Желтые… Ты начинаешь хохотать. Маски желтые! Как же узнать, что кто-то желтый или что-то желтое, если фотография черно-белая? Точнее, на черно-белой фотографии желтое может казаться только белым. Я хочу такую желтую маску, говоришь ты. Ман оставил мне только белую маску. Давай с тобой вот о чем договоримся. Ты принесешь мне такую маску, а я сниму очки.
Юристка смотрит на висящую над твоей кроватью маску. Я могу достать желтую маску, говорит она. Но ты уворачиваешься от моего вопроса. Так же, как увернулся от пули.
Увернулся от пули? Ты видела дырки у меня в голове?
Нет у тебя в голове никаких дырок.
Я в них пальцы могу просунуть. Видишь?
Что сделал Бон после того, как ты сказал ему, что надо что-то сделать?

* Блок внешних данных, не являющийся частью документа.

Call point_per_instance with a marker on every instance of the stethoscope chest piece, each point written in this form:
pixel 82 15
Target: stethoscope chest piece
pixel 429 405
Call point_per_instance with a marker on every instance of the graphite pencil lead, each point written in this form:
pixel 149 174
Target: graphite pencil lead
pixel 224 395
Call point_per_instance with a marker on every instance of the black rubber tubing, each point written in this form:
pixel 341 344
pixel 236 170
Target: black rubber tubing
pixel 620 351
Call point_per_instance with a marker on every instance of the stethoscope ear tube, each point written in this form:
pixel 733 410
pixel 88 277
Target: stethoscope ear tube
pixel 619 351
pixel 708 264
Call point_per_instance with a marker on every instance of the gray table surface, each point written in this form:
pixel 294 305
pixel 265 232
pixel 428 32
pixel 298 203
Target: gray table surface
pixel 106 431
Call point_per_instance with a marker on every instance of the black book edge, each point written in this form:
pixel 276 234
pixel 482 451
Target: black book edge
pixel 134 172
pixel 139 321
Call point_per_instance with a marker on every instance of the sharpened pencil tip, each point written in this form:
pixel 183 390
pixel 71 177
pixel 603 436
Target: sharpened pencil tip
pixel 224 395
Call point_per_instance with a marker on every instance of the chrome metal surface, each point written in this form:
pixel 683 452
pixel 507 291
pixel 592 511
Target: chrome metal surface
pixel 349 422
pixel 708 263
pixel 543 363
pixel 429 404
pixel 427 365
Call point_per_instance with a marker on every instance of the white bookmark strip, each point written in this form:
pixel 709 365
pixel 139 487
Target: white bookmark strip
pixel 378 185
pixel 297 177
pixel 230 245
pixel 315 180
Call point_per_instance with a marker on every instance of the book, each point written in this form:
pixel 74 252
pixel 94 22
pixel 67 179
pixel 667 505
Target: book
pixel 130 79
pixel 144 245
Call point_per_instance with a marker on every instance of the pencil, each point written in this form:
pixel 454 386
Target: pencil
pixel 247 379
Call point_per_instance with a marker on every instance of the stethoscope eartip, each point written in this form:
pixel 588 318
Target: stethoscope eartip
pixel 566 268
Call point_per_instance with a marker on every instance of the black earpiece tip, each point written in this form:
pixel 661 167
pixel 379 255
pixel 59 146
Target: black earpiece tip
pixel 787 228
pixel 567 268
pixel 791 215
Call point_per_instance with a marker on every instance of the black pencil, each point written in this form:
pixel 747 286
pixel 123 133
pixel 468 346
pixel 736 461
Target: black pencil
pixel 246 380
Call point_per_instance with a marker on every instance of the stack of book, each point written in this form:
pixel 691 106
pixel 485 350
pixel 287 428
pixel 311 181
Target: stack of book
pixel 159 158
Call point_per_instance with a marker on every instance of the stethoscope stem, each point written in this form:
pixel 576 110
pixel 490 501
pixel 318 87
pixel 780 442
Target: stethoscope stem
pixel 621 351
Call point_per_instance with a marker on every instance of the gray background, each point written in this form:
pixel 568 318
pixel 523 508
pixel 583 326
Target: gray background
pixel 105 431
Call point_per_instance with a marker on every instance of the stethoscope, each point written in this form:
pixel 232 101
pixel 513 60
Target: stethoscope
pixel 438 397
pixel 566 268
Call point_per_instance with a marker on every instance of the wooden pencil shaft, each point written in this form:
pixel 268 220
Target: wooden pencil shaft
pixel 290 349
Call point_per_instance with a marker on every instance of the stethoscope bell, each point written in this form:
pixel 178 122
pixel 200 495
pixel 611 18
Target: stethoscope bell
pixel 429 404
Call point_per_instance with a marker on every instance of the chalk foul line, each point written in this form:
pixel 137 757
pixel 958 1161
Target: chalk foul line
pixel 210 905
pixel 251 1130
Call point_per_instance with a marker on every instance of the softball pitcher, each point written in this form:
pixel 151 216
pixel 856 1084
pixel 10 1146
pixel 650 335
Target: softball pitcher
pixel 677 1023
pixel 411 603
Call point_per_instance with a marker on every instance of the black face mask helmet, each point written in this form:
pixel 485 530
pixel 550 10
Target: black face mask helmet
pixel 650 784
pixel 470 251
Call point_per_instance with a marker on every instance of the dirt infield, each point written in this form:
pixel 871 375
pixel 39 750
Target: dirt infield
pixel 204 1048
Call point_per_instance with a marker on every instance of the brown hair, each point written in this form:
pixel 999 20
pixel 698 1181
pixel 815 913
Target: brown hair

Ты знаешь, что я умею лучше всего?
Смотреть на все с двух точек зрения?
Да! Ты действительно внимательный читатель! Даже там, во «Вкусе Азии», когда мой лучший друг и кровный брат целился в меня из пистолета, я смотрел на все происходящее с двух точек зрения, хотя любой нормальный человек на моем месте смотрел бы на все происходящее с той точки зрения, которая позволила бы ему выжить. Любой нормальный человек умолял бы сохранить ему жизнь, упрашивал Бона вспомнить наше с ним детство, наше кровное братство, нашу клятву, пожертвовал бы и совестью, и достоинством, как будто бы важнее жизни ничего нету. Но жизнь – это не самое важное. Самое важное – это принципы. Бон это прекрасно понимал, да и я тоже. Мы с ним оба люди железных принципов! Поэтому, когда я сказал ему, что надо сделать, я понимал, что я ему говорю. Довести все до конца. А теперь, чтобы ответить на твой вопрос, я должен сделать то, что у меня получается лучше всего, то есть заглянуть ему в голову и посмотреть на все с его точки зрения, то есть посмотреть на себя его глазами, потому что он глядел не только на Мана, но и на меня. Ман все это время смотрел на нас не отрываясь, на случай если тебе понадобится свидетель, хотя даже не знаю, зачем он тебе, ведь я и сам прекрасно могу сказать себе: «Я обвиняю!» Провинившийся, проклятый, я стою перед тобой, моя красивая и неулыбчивая юристка, как я стоял перед Боном, который увидел меня таким, какой я есть. Кем я был? Уж точно не черным котом, перебежавшим ему дорогу! Во мне нет ничего черного! Нет, я был его белым котом, коммунистом, предателем! С каким ужасом он смотрел на меня! Мой вид невыносим, мое истинное лицо ужасно, я перестал быть его другом, я стал зверем!
Теперь настало время для великого испытания, через которое все мы проходим, когда наш тезис вступает в конфликт с антитезисом. Тогда наши действия раскрывают нашу истинную сущность. С одной стороны, он дал клятву мне, своему кровному брату. С другой стороны, он дал клятву убивать врагов. И вот я стоял перед ним, два в одном, кровный брат и смертельный враг. Как же он окончит это противостояние между любовью и ненавистью, дружбой и предательством? Я думал, что ответ тут простой. Я думал, что есть только один выход. Как же я просчитался! Как же я не понимал Бона! До всего этого я никак не мог посмотреть на мир его глазами! А теперь я ощущаю тяжесть пистолета в его руке и всю тяжесть его решения. Я убью его, думал он. Нужно убить этого сукина сына, этого мудака, этого ублюдка! Он коммунист! Предатель! Я столько народу убил, и этого убью, легче легкого. Он в двух шагах от меня, не промахнусь, вон какая у него огромная башка, лоб этот высокий, про который многие наши учителя говорили, мол, это признак интеллекта. Я-то у них всегда был тупым. Стипендию получить, конечно, ума хватило, но в Сайгоне я понял, что самый умный деревенский пацан так и останется тупорылым на фоне городских. Вот они пусть и занимаются всей этой ученостью, пусть играют в слова. Я не мог их одолеть, когда дело доходило до книжек. Зато я мог одолеть их в бою, одолеть телом. Я их всех мог перегнать, перебить, перестрелять. Пусть умники вроде него сражаются с коммунистами при помощи слов и идей. А я коммунистов буду просто убивать.